Vincent Van Gogh (en primera persona
“La tristeza durará para siempre”. Dónde empieza el arte y dónde termina la vida, Vincent.
Esto me pregunto a veces.
Tanto si creéis como si no, imaginadme al otro lado de la realidad. Desde aquí os envío estas postales de letra nerviosa, aguda, tensa como mi mente, tantas veces enemiga como aliada.
La primera la escribo empañada mi lucidez por la absenta.
Me rasco el cráneo con las manos temblorosas y muerdo mis labios, gesto universal, nervioso, incapaz y desconfiado. Un ligero olor a rancio me llega de los pliegues de mi cuerpo. Y en esa postal escribo: “Soy un fracasado«.
En la misma mesa de madera ajada, que cruje al mínimo movimiento, pongo la segunda postal, figuración que enviar al futuro, icono falso para cubrir expediente literario: “Autorretrato”, escribo a un lado. Y al otro, me dibujo a mí. Mis ojos azules, mi pelo de color que grita, apretada la mandíbula bajo el contorno del pómulo. No tengo dinero, nunca lo he tenido: no puedo pagar modelos y por eso solo soy capaz de dibujarme a mí mismo, una y otra vez.

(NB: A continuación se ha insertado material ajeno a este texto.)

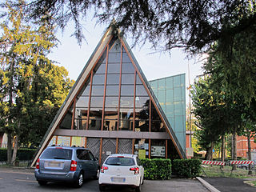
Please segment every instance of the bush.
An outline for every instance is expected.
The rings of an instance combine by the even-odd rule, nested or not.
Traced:
[[[171,175],[170,159],[141,159],[144,167],[144,178],[150,180],[170,179]]]
[[[182,178],[194,178],[200,174],[202,162],[199,159],[174,159],[172,171],[174,175]]]
[[[19,161],[31,160],[37,150],[34,149],[18,149],[17,158]],[[7,149],[0,149],[0,162],[7,161]]]

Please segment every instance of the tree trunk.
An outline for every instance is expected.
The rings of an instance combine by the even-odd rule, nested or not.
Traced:
[[[11,163],[13,164],[13,166],[15,166],[15,163],[16,163],[18,144],[18,135],[16,135],[15,140],[14,140],[14,152],[13,152],[13,158],[12,158],[12,160],[11,160]]]
[[[233,142],[234,142],[234,160],[237,160],[237,126],[234,127],[233,130]],[[236,170],[237,166],[236,165],[233,165],[232,170]]]
[[[7,133],[7,164],[11,164],[12,136],[10,131]]]
[[[8,117],[8,131],[7,131],[7,164],[11,164],[11,150],[12,150],[12,130],[10,130],[12,125],[12,119],[10,118],[10,110],[13,106],[13,85],[14,85],[14,61],[12,61],[10,64],[10,82],[9,82],[9,101],[8,101],[8,106],[9,106],[9,117]]]
[[[225,146],[225,134],[222,137],[222,162],[225,162],[225,151],[226,151],[226,146]],[[223,166],[222,166],[224,167]]]
[[[246,134],[247,134],[247,142],[248,142],[248,160],[251,160],[251,146],[250,146],[250,132],[249,130],[248,126],[246,126]],[[253,172],[251,170],[251,165],[249,164],[249,171],[248,174],[253,174]]]

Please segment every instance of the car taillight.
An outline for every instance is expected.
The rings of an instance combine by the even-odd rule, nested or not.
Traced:
[[[134,171],[134,174],[139,174],[139,168],[138,166],[130,168],[130,170]]]
[[[38,160],[37,160],[37,162],[36,162],[36,164],[35,164],[35,168],[36,169],[38,169],[38,170],[39,170],[39,162],[40,162],[40,158],[38,158]]]
[[[75,171],[77,170],[78,162],[76,161],[72,160],[70,165],[70,171]]]
[[[101,172],[102,173],[104,173],[104,170],[108,170],[109,168],[107,167],[107,166],[102,166],[102,169],[101,169]]]

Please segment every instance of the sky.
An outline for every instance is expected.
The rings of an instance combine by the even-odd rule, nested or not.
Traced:
[[[108,25],[96,25],[96,20],[88,20],[83,24],[83,34],[86,41],[81,46],[77,39],[71,37],[74,32],[72,23],[70,23],[62,33],[58,32],[57,38],[59,44],[50,54],[50,58],[58,62],[58,66],[64,66],[69,71],[69,78],[76,80],[90,55],[99,42]],[[132,46],[131,38],[126,38],[129,46]],[[190,66],[190,84],[197,75],[202,74],[202,64],[198,59],[188,60],[186,54],[181,50],[173,50],[170,53],[157,52],[150,48],[151,45],[138,45],[132,48],[140,67],[148,81],[168,76],[186,74],[186,86],[189,86],[188,66]],[[189,101],[186,90],[186,103]]]

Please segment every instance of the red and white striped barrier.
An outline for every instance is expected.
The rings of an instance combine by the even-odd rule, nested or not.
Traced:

Cualquiera que empieza es mejor que yo. Conozco a los mejores, soy amigo de Gauguin, y por eso sé que no soy suficiente. Una tercera tarjeta postal escrita a aquel tipo que publicó un artículo alabando mi obra: “No malgastes elogios en mí”.
“Soy como un zapatero”, sonrío apenas desde mis comisuras a mi escritura. Le digo a mis letras lo que mi cerebro piensa. Mi oficio no me diferencia de otros. He llegado tarde pero solo conozco un modo de pintar: trabajando sin descanso. Una tras otra salen mis pinceladas expulsadas de la mano, gruesas, rotundas, trágicas como mi pensamiento, que a veces es torrente, otras cascada y muchas apenas llega a un arroyo que me permite mantenerme erguido y parecer un hombre.

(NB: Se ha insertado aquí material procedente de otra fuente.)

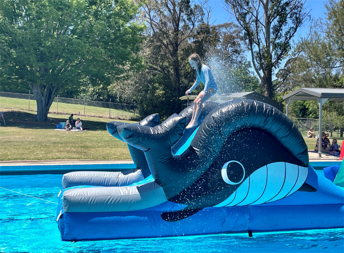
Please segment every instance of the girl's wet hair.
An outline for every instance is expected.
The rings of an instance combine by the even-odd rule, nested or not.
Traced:
[[[197,64],[197,66],[198,67],[198,73],[201,75],[201,69],[202,68],[202,60],[201,59],[201,57],[197,54],[192,54],[189,56],[189,60],[194,60]]]

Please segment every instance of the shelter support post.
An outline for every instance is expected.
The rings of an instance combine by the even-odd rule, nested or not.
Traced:
[[[316,98],[316,101],[318,101],[318,104],[319,105],[319,143],[318,145],[319,145],[319,151],[318,151],[318,157],[321,157],[321,132],[322,130],[322,106],[325,102],[329,100],[328,98]]]
[[[289,117],[289,106],[293,101],[293,99],[291,98],[288,98],[286,101],[286,114],[287,117]]]

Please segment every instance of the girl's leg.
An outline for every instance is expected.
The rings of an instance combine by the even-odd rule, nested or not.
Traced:
[[[202,104],[205,102],[216,93],[216,91],[213,88],[209,88],[208,91],[204,95],[203,98],[201,97],[200,95],[194,101],[193,111],[192,112],[192,118],[190,123],[186,126],[186,128],[191,128],[195,125],[197,125],[198,117],[201,114],[201,110],[202,108]]]

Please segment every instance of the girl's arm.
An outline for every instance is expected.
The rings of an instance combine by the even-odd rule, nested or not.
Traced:
[[[208,89],[209,88],[209,82],[210,81],[210,78],[209,78],[209,68],[208,67],[204,68],[204,79],[205,79],[205,83],[204,84],[204,88],[203,89],[203,92],[205,94],[206,92],[208,91]],[[203,70],[202,69],[202,70]]]
[[[195,82],[194,83],[194,84],[192,85],[192,86],[191,86],[191,87],[189,89],[190,90],[190,93],[192,92],[192,91],[193,91],[193,90],[196,89],[196,87],[198,86],[198,85],[199,85],[200,84],[200,82],[201,82],[201,77],[200,77],[200,76],[197,74],[198,72],[198,70],[196,70],[196,81],[195,81]]]

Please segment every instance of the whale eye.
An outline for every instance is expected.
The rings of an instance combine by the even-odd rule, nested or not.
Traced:
[[[245,177],[245,169],[237,161],[229,161],[225,163],[221,170],[223,180],[229,185],[240,184]]]

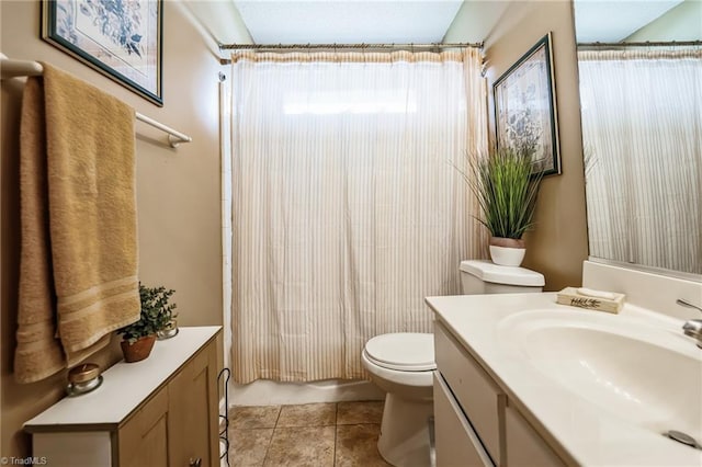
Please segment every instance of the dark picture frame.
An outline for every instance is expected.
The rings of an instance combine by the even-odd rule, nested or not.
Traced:
[[[42,0],[42,38],[158,106],[162,0]]]
[[[497,147],[535,149],[532,173],[561,174],[551,33],[492,86]]]

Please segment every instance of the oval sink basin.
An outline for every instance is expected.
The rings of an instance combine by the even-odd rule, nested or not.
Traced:
[[[500,342],[541,374],[609,412],[702,443],[702,350],[642,319],[531,310],[498,328]]]

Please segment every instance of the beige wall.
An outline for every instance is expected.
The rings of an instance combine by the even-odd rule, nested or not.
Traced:
[[[471,8],[471,2],[464,8]],[[445,42],[469,37],[467,23],[458,15]],[[559,291],[582,281],[587,259],[582,137],[575,48],[573,3],[513,1],[485,37],[490,124],[494,134],[492,83],[550,31],[553,32],[554,73],[561,140],[561,175],[544,179],[536,208],[536,227],[526,236],[524,266],[543,273],[547,291]]]
[[[163,107],[157,107],[39,38],[39,1],[0,3],[0,50],[45,60],[110,92],[137,112],[193,138],[171,149],[165,134],[137,123],[140,280],[176,289],[184,326],[222,323],[218,53],[192,5],[163,2]],[[240,42],[249,42],[240,26]],[[65,376],[32,385],[12,379],[19,267],[19,104],[22,82],[2,81],[1,112],[1,438],[0,456],[29,455],[22,423],[63,395]],[[107,365],[118,350],[93,360]]]

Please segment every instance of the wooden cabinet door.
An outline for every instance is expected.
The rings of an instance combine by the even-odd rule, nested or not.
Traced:
[[[434,372],[437,467],[494,467],[471,423],[439,372]]]
[[[217,354],[213,341],[168,384],[172,467],[219,464],[217,406]]]
[[[120,467],[168,467],[168,394],[161,389],[117,432]]]

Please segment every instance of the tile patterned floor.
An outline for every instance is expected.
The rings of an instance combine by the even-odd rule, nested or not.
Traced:
[[[234,407],[229,465],[381,467],[382,401]]]

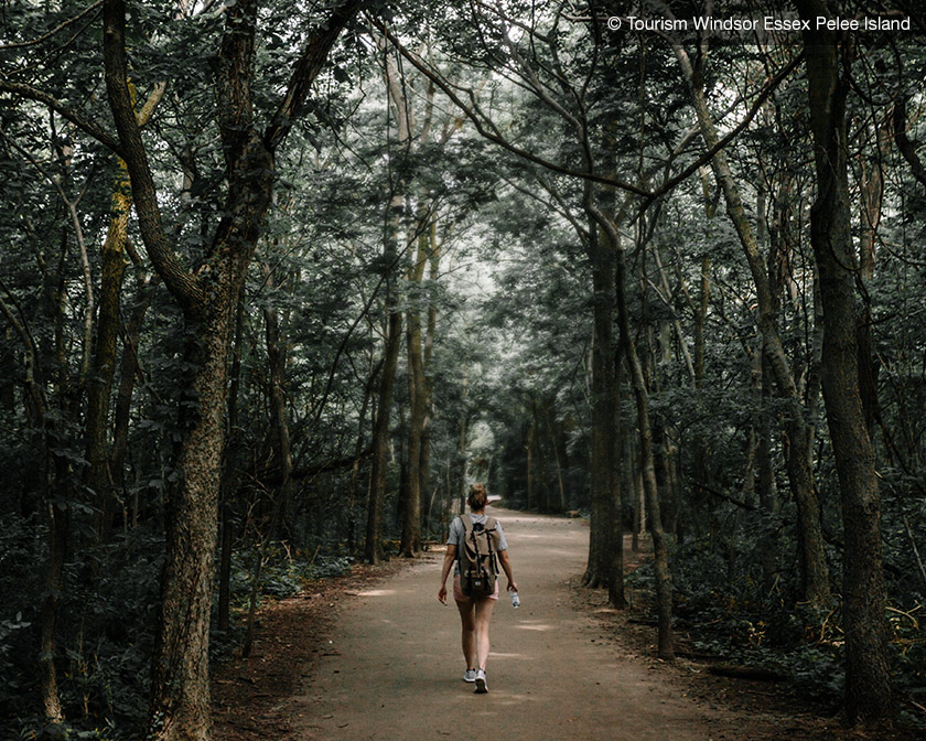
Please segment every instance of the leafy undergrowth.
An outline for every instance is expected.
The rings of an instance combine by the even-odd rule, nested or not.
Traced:
[[[302,673],[327,649],[327,635],[342,600],[369,588],[411,561],[357,563],[306,584],[294,597],[268,600],[259,612],[257,638],[248,658],[233,655],[213,676],[214,735],[223,741],[294,741],[293,709]]]
[[[895,722],[890,728],[848,728],[841,715],[844,645],[839,610],[818,611],[806,605],[788,609],[786,598],[776,591],[762,599],[753,584],[731,588],[720,579],[711,583],[703,578],[687,578],[688,571],[703,574],[719,567],[709,560],[710,555],[687,559],[674,574],[678,661],[671,669],[660,664],[676,672],[687,694],[704,702],[780,715],[793,724],[788,735],[794,739],[923,738],[926,633],[922,619],[926,609],[920,603],[912,609],[892,605],[886,615],[900,705]],[[652,657],[656,642],[653,565],[638,559],[627,571],[629,610],[603,610],[603,598],[597,593],[580,591],[578,599],[627,638],[635,651]],[[766,680],[711,673],[729,667],[757,670]]]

Escojo una tarjeta postal más y explico en ella: “No pongáis a vuestros hijos nuevos el nombre de hijos muertos”. Inspiro y vuelvo, en el poco hueco que me he dejado mí mismo para corregirme: “Salvo que queráis que sean artistas”. Ocurrió conmigo y ocurrió con Dalí. Llevar el nombre de un hijo muerto no es algo sano, por mucho que tus padres se empeñen.
Dejo apartada tinta y tarjeta por un momento y pienso en cuántos hombres y mujeres no habrán cargando con el nombre de algún hermano muerto y que no habrán arrastrado sus infiernos a un lienzo. ¿Cómo lidian con ello, entonces? ¿Saben ser simplemente felices? ¿Son capaces de no pensarlo? Tantos genios y no genios, como dirá dentro de un tiempo el mejor poeta portugués.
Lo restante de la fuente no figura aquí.